Hernando Rivera struck gold with the dazzling star-spangled snaps as he sat opposite the famous Volcán de Colima in central Mexico.
The photographer took up the perfect vantage point 12km from the centuries-old volcano, which is currently active and surrounded by an 8km exclusion zone.
His stunning series of pictures, taken last Thursday, show white-hot lava spouting from the crater 12,500ft above sea level, with the lightning bolt emerging from clouds of black smoke.
Hernando, 34, said: “When the volcano erupts, it sounds like a big bomb. It can be dangerous being so close, but mainly I am excited rather than scared.
“In these pictures, Volcán de Colima is erupting with white lava bombs, while at the same time it is being hit by some lightning.
“I was alone at night when I took them. I like to go alone. Sometimes I get as close as 7km or 5km, but on this occasion I was 12km away.
“When I take the pictures, my reaction is one of happiness and smiles, because they look spectacular.
“The lightning is caused by friction within particles.

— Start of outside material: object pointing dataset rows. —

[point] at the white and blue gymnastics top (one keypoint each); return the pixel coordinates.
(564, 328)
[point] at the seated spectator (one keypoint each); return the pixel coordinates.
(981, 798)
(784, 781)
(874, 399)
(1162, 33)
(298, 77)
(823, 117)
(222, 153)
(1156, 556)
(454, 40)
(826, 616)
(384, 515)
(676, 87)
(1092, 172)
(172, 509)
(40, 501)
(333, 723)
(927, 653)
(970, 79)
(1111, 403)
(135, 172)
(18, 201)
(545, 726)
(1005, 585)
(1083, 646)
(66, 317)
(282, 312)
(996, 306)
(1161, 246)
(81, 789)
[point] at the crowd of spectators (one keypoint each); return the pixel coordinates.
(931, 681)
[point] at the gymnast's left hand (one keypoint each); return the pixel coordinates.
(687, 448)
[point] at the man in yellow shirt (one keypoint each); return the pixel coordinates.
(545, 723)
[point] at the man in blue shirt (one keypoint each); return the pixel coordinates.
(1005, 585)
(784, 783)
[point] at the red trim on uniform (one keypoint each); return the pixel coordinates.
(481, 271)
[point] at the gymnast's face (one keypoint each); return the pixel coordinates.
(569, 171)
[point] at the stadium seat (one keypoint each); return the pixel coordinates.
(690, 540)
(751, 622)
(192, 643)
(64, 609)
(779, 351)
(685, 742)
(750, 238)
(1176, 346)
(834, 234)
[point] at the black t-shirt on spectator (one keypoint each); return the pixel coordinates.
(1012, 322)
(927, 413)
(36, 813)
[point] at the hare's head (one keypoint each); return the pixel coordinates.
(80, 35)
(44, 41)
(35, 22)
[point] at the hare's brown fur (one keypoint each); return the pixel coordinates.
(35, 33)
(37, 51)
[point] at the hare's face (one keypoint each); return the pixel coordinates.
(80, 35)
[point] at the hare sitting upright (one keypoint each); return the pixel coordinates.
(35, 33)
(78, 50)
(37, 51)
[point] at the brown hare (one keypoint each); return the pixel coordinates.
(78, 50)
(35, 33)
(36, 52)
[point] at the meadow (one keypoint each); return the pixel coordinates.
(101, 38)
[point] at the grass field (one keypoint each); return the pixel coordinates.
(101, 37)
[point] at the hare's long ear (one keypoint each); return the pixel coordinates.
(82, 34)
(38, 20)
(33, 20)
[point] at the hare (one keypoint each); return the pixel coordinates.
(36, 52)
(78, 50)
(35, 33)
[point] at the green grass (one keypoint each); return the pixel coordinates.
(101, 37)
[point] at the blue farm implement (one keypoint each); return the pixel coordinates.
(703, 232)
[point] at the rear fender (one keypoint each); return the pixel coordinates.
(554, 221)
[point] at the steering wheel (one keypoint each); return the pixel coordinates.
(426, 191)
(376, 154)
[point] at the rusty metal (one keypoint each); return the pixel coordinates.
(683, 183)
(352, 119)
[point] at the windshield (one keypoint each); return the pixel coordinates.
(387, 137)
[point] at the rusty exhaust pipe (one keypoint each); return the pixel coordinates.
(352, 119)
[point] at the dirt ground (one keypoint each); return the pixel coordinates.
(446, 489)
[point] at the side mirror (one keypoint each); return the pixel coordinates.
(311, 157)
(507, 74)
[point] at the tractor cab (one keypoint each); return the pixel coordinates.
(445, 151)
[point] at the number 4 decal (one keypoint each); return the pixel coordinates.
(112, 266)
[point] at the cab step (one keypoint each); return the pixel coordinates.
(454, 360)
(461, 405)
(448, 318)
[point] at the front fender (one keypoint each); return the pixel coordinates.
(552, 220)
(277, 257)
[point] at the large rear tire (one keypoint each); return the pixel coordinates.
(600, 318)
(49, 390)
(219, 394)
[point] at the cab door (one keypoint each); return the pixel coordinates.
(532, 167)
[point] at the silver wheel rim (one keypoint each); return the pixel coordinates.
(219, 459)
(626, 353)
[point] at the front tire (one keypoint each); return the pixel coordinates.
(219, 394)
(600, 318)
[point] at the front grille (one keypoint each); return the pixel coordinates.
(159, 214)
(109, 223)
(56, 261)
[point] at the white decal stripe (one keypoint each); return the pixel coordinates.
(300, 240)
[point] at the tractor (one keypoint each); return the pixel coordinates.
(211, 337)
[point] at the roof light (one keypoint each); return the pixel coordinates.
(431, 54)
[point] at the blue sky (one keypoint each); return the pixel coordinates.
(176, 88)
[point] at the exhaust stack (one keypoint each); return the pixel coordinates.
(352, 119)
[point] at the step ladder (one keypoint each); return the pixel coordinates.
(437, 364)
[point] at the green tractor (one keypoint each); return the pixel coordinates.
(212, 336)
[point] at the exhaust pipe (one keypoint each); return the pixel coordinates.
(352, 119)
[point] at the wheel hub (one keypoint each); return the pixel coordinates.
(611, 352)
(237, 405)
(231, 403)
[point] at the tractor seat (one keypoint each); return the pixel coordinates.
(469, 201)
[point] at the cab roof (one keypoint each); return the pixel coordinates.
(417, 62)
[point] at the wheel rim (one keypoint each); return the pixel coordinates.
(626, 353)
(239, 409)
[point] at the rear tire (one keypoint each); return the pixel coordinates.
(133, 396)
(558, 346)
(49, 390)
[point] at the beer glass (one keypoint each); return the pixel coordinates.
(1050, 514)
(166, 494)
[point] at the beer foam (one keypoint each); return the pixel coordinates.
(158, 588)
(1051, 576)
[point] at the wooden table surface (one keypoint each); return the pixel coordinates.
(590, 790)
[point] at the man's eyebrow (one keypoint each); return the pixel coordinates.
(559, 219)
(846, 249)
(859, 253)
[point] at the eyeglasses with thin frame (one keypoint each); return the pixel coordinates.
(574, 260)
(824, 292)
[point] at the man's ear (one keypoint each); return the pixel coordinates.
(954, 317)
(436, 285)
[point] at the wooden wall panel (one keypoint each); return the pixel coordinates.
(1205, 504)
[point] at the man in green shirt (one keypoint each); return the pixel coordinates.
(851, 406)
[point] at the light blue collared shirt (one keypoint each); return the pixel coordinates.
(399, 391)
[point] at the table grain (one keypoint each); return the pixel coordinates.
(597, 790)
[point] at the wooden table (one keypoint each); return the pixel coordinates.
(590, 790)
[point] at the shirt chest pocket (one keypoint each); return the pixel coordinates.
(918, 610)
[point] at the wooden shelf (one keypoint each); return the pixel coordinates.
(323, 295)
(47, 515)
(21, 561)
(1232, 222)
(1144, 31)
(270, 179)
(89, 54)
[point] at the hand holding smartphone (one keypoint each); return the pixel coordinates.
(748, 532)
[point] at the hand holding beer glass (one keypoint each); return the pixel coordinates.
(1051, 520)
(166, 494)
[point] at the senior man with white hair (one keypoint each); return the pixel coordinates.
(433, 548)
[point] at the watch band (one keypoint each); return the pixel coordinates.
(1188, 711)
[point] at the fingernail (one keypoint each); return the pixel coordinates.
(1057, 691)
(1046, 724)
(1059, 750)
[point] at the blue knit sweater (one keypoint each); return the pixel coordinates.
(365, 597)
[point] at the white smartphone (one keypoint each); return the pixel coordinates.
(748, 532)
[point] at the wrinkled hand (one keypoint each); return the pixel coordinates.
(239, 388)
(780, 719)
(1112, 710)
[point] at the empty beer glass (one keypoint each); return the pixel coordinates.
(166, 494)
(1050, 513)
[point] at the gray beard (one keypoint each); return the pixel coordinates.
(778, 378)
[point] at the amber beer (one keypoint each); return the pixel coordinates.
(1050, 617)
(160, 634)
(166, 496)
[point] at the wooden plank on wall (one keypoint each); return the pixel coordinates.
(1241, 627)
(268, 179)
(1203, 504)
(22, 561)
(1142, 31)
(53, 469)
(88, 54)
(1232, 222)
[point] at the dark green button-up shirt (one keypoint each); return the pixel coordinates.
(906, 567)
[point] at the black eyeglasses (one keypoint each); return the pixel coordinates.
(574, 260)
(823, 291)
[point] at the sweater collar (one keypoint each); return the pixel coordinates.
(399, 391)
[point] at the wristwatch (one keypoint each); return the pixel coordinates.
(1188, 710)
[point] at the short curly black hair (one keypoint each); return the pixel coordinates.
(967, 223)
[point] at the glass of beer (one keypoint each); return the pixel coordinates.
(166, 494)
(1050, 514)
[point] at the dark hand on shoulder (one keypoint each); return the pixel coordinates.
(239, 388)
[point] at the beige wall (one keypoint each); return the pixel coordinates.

They are too hot and crash, creating static, and this kind of phenomenon leads to lightning.
“Of course it is hard to capture such an image, because you need to wait many hours and stay watching and ready all the time.
“With low temperatures between 0 and 10 degrees, in the dark, it can be difficult on the hills.”
Hernando, who lives with his parent Sophey and their two French bulldogs, is originally from Mexico City, but now lives in Colima.
Volcán de Colima, which straddles the states of Colima and Jalisco, forms part of the Eje Volcánico Transversal mountain range, and is one of the most active volcanoes in Mexico.
It first erupted in 1576 and is flanked by another volcano, Nevado de Colima, and the eroded El Cantaro, now extinct.
Hernando said: “I’m a graphic designer and photographer for government in Colima, but I do a lot of freelance photography as well.
“This is a particularly big eruption. It got intense. It happened at around 10pm. I like how starry the sky is. What more can I ask for?
“I have to be attentive when I’m there. I take a few photos and go back to waiting. There are some photographers who take thousands of pictures looking for ‘the one’. But I prefer to hunt them down.”